On the “Choose a Discovery Method” screen, make sure the “Key” radio button is selected.
For the path, just copy and paste in the following value which checks to see if the mouse driver is the one provided by VMWare: SYSTEMControlSet001Servicesvmmouse
Leave attribute type as “Check if Exists”.
I changed the Frequency interval to 43200 (12 hours – it will check the attribute twice a day).
Below is what this screen looks like.
Now you wait. Eventually this runs and start collecting data.
So to see what you have, you can create a Group based off this attribute.
Within the Authoring tab, click on Groups.
Right Click and select “Create New Group”
Give it a name, like “VMWare Servers” and assign it to the same Management Pack that you used for the attribute. Click Next.

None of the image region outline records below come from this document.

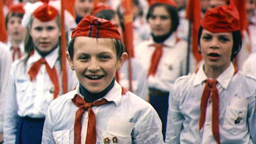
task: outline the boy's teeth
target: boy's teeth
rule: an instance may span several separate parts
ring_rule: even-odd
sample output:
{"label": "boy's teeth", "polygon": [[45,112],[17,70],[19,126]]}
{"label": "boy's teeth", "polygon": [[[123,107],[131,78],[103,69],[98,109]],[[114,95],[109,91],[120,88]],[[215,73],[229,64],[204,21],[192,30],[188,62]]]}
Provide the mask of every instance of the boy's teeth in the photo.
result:
{"label": "boy's teeth", "polygon": [[99,79],[103,77],[100,76],[87,76],[88,78],[92,79]]}

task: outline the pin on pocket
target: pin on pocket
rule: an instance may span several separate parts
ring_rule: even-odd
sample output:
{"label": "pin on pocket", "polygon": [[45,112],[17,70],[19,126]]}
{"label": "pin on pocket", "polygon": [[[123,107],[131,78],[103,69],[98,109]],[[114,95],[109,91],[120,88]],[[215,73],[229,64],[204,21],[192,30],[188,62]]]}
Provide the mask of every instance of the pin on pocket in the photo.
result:
{"label": "pin on pocket", "polygon": [[240,123],[240,121],[241,121],[243,119],[242,118],[241,118],[240,117],[242,114],[242,112],[241,111],[239,111],[239,112],[238,113],[238,117],[235,120],[235,124],[238,124]]}

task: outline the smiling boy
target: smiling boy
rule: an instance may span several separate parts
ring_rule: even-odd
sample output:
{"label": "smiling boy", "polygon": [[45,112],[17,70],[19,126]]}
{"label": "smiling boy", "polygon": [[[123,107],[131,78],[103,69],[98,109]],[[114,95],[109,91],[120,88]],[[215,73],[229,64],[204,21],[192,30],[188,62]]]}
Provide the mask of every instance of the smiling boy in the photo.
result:
{"label": "smiling boy", "polygon": [[154,108],[115,80],[128,56],[116,26],[88,15],[72,37],[67,57],[79,83],[51,103],[42,143],[163,143]]}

Leave the “Explicit Members” screen empty. Just click Next.
On the “Dynamic Members” screen, click “Create/Edit Rules…”
From the pull down, select “Windows Computer_Extended” (If you did not pick the same Management Pack that you used when creating the attribute above, you will not get the _Extended option).
In the Property pulldown, you should see the Attribute you created above. Select that.
Set the Operator to “Equals” and set the Value to “1”. This is shown in the graphic below, where my attribute is named “OSI – IS VMWare VM”.
Click OK and review the Query formula. Click Next
Click Next, skipping Subgroups.
Click Create (leaving Excluded Members empty).
You now have a group based on the VMWare attribute defined above.
To see the members of your group, find it in the Groups section in the Authoring tab, right-click it, and select “View Group Members”. If it is empty, wait. It takes a little while for this list to get populated. If it is still empty, verify that what you have matches the screen shots above.
Now that you have a group showing members, you might want to create a report. So go to the Reporting tab and click on “Microsoft Generic Report Library”. From here, select the “Custom Configuration” report and double-click on it to open it.
In the middle section at the top, click the “Add Object…” button. Type in the name of your group on the top line. This will filter the “Available Items” section in the middle. Click on your group and click the Add button. Click OK.
On the upper right, select the items you want to show in the report by checking the boxes next to the name.
You should see something like what I have in the image below. (Note: My custom group name is “Is VM”).
Before you hit the Run button to run the report, change the “From” field in the upper left to some day before today. Now click the Run button and you should see your report.
If you are satisfied with your report, click “Publish” from the file menu and you are good to go.